Ferrous metals are based on the metallic element iron (Latin ferrum =iron). The iron is associated with carbon, either as a solid solution or as the chemical compound iron carbide (cementite). In the case of cast irons, some amount of carbon may be uncombined (free) in the form of flake graphite. In addition to carbon, other elements may also be present. These may be impurities such as sulphur and phosphorus which weaken the metal and are kept to a minimum. Alloying elements are added to enhance the performance of the metal (e.g. chromium and nickel).

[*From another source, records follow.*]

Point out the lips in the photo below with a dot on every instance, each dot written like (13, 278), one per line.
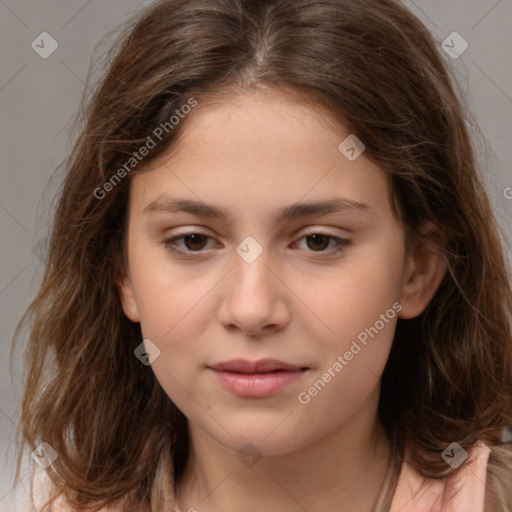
(256, 379)
(261, 366)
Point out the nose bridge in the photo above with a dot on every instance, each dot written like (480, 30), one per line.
(251, 272)
(253, 294)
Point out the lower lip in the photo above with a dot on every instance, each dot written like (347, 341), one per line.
(257, 385)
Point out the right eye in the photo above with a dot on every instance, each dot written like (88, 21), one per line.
(193, 241)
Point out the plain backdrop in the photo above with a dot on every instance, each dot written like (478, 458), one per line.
(39, 97)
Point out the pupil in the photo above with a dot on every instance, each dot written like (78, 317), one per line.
(318, 236)
(194, 237)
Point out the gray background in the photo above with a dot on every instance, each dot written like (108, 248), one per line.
(39, 97)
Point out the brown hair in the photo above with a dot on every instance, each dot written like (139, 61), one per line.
(120, 439)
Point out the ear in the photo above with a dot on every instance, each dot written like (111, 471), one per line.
(127, 297)
(424, 270)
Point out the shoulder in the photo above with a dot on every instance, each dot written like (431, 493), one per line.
(499, 478)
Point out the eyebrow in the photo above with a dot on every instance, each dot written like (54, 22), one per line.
(293, 211)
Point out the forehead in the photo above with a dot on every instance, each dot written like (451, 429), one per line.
(265, 149)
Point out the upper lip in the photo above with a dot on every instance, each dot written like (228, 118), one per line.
(261, 366)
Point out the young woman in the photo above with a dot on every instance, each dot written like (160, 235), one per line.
(275, 281)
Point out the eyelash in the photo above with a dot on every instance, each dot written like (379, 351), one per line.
(171, 245)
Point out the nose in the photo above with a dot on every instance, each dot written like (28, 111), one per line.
(255, 298)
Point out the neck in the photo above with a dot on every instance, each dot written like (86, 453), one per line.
(345, 470)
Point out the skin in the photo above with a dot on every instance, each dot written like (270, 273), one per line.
(299, 302)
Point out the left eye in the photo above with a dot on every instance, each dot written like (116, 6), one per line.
(195, 242)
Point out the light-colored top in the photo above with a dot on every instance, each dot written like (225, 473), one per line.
(461, 492)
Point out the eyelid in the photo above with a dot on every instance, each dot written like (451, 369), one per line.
(341, 242)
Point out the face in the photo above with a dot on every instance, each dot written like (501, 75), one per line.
(303, 263)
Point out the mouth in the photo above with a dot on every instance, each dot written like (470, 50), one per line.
(256, 379)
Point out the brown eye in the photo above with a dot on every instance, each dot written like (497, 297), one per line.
(319, 241)
(192, 242)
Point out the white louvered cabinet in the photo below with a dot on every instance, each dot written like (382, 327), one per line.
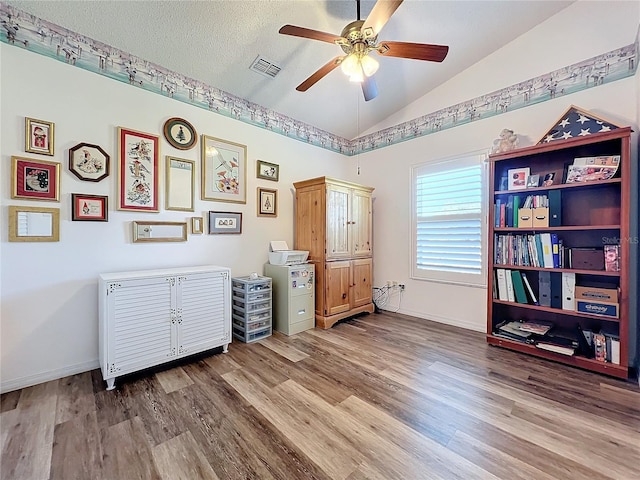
(156, 316)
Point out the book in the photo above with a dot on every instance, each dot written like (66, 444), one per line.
(534, 300)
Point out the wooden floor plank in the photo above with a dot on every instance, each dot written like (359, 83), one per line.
(380, 397)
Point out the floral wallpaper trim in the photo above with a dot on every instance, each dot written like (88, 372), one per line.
(40, 36)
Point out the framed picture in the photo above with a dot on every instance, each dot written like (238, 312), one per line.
(518, 178)
(180, 133)
(548, 179)
(90, 208)
(533, 181)
(267, 202)
(38, 136)
(180, 184)
(268, 171)
(137, 171)
(225, 222)
(34, 224)
(35, 179)
(89, 162)
(224, 170)
(196, 225)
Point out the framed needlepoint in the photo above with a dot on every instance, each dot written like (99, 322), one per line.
(38, 136)
(35, 179)
(137, 171)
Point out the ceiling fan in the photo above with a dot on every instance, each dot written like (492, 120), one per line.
(357, 40)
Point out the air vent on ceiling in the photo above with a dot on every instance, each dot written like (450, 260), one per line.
(265, 67)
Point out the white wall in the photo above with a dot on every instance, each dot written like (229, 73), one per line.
(581, 31)
(49, 317)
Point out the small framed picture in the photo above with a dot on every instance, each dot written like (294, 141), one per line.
(180, 133)
(548, 179)
(533, 181)
(267, 202)
(38, 136)
(89, 162)
(225, 222)
(196, 225)
(268, 171)
(518, 178)
(90, 208)
(35, 179)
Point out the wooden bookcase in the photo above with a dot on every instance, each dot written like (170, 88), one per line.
(592, 214)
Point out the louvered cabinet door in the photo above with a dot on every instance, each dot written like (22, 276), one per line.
(141, 324)
(202, 312)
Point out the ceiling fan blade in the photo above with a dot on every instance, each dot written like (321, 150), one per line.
(417, 51)
(369, 88)
(308, 33)
(379, 16)
(319, 74)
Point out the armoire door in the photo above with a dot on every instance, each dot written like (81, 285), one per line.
(337, 287)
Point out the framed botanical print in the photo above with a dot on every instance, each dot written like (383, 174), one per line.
(180, 133)
(89, 162)
(90, 208)
(224, 170)
(137, 171)
(38, 136)
(35, 179)
(267, 202)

Plain carbon steels consist mainly of iron and carbon, and are the simplest of the ferrous metals. Some manganese will also be present to neutralize the deleterious effects of the sulphur and to enhance the grain structure. It is not present in sufficient quantity to be considered as an alloying element.

The amount of carbon present affects the properties of the steel as shown below. The maximum amount of carbon which can remain combined with the iron at all temperatures is 1.7%. In practice an upper limit of 1.2–1.4% is set to ensure a margin of safety. A steel, by definition, must contain no free carbon.

Low-carbon steels
These have a carbon content 0.1–0.3% plus impurities, plus some manganese to neutralize the effect of any sulphur content left over from the extraction process. Such steels cannot be directly hardened by heat treatment, but they can be readily carburized and case hardened. The lower-carbon steels in this category are used for steel sheets for pressing out such components as motorcar body panels as they have a high ductility. The lower-carbon steels in this category are also made into drawn wire rod and tube. The higher-carbon steels in this category are stiffer and less ductile, and are used for general workshop bars, plates and girders. Low-carbon steels are substantially stronger than wrought iron which is no longer considered to be a structural material.

Medium-carbon steels
(a) Carbon content 0.3–0.5%: Such steels can be toughened by heat treatment (heating to red heat and quenching – rapid cooling – in water). They are used for crankshaft and axle forgings where cost is important and the service requirements do not warrant stronger but more expensive alloy steels.
(b) Carbon content 0.5–0.8%: These are used for vehicle leaf springs and garden tools. Such steels can be quench hardened by heat treatment as above.

High-carbon steels
All high carbon steels can be hardened to a high degree of hardness by heating to a dull red heat and quenching. The hardness and application depend on the carbon content, the rate of cooling from the hardening temperature and the degree of tempering after hardening:

(a) Carbon content 0.8–1.0%; used for coil springs and wood chisels.
(b) Carbon content 1.0–1.2%; used for files, drills, taps and dies.
(c) Carbon content 1.2–1.4%; used for fine-edge tools (knives, etc.).